Step 1 : Understanding the Question
This question is a statistical problem focused on finding the 'Median' of a specific numerical set. The median represents the exact middle value in an ordered list of data. In this scenario, the data set consists of the first six multiples of the number 5. Because the total number of observations (n = 6) is an even number, the calculation requires an additional step compared to a data set with an odd number of values.
Step 2 : Key Formulas and approach
The approach involves three specific stages: generating the data set, arranging it in ascending order, and applying the median formula for an even number of terms.
Key Formulas:
1. If $n$ is even, $\text{Median} = \frac{\left( \frac{n}{2} \right)^{th} \text{ term} + \left( \frac{n}{2} + 1 \right)^{th} \text{ term}}{2}$
2. $\text{Multiples of } x = \{x \cdot 1, x \cdot 2, x \cdot 3, \dots, x \cdot n\}$
Step 3 : Detailed Explanation
Generating the Set: The first six multiples of 5 are obtained by multiplying 5 by the natural numbers 1 through 6. This gives us the set: $5, 10, 15, 20, 25, 30$.
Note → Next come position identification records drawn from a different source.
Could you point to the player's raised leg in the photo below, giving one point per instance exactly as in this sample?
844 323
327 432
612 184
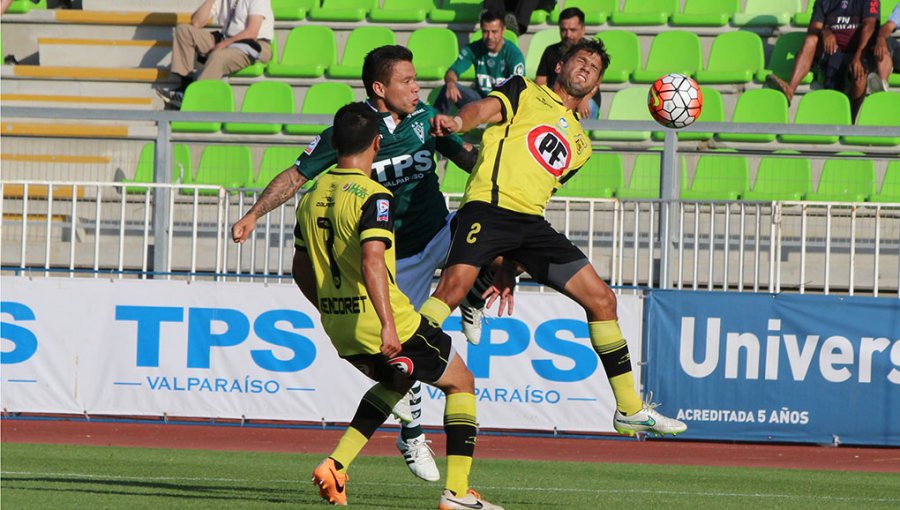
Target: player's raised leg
330 476
599 302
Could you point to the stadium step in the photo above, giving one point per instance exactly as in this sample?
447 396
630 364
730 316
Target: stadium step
104 53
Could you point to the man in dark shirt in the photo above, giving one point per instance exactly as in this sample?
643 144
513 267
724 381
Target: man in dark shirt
838 35
571 31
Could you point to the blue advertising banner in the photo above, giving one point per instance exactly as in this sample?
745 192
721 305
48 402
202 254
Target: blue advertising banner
762 367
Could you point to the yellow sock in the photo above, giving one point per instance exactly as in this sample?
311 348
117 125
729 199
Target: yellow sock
608 342
460 426
435 310
348 448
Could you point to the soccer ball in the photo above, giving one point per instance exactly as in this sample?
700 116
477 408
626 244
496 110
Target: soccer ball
675 101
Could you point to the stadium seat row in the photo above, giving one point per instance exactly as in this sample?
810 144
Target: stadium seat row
754 106
725 178
713 13
735 57
229 166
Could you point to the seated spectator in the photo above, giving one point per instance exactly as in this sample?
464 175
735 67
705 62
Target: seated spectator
248 27
838 34
518 12
887 52
571 31
495 60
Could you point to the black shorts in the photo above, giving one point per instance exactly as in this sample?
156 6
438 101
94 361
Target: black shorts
482 232
424 357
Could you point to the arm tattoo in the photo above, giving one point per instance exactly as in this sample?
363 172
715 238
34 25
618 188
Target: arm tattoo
280 190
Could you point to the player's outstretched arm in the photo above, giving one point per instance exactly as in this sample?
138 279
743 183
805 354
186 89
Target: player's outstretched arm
280 190
374 273
488 110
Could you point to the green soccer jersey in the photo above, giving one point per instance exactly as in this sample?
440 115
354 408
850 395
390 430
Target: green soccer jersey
490 68
405 165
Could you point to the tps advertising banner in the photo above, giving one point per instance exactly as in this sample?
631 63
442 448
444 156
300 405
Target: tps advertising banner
232 350
761 367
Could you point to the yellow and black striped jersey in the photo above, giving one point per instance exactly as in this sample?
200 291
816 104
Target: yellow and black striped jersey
344 209
525 158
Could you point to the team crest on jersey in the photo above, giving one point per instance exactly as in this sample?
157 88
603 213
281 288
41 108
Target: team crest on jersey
312 145
550 149
383 210
403 364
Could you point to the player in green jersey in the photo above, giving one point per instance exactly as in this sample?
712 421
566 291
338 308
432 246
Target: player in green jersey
405 165
344 254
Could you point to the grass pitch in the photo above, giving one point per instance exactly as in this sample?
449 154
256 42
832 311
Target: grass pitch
56 476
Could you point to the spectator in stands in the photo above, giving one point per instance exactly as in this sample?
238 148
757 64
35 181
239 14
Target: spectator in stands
839 33
887 52
518 12
248 27
495 60
571 31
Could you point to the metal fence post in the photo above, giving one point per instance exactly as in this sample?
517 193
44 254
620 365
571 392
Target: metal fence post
669 184
162 174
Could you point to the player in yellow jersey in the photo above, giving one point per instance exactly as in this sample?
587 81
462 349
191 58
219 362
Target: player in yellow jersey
536 144
345 264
Analyzing the Count: We observe that there are $n = 6$ terms in the set. Since 6 is an even number, there is no single middle term that divides the set into two equal halves.
Locating Middle Positions: According to the formula for even data sets, we must identify the terms at the position $\frac{6}{2} = 3^{rd}$ and $\frac{6}{2} + 1 = 4^{th}$.
Identifying Terms: In our ordered sequence ($5, 10, 15, 20, 25, 30$), the value at the $3^{rd}$ position is 15, and the value at the $4^{th}$ position is 20.
Calculating the Mean of Middle Terms: The median is the arithmetic average of these two central values: $\text{Median} = \frac{15 + 20}{2} = \frac{35}{2}$. This calculation yields 17.5.
Step 4 : Final Answer
The median of the first six multiples of 5 is 17.5, which is option (B).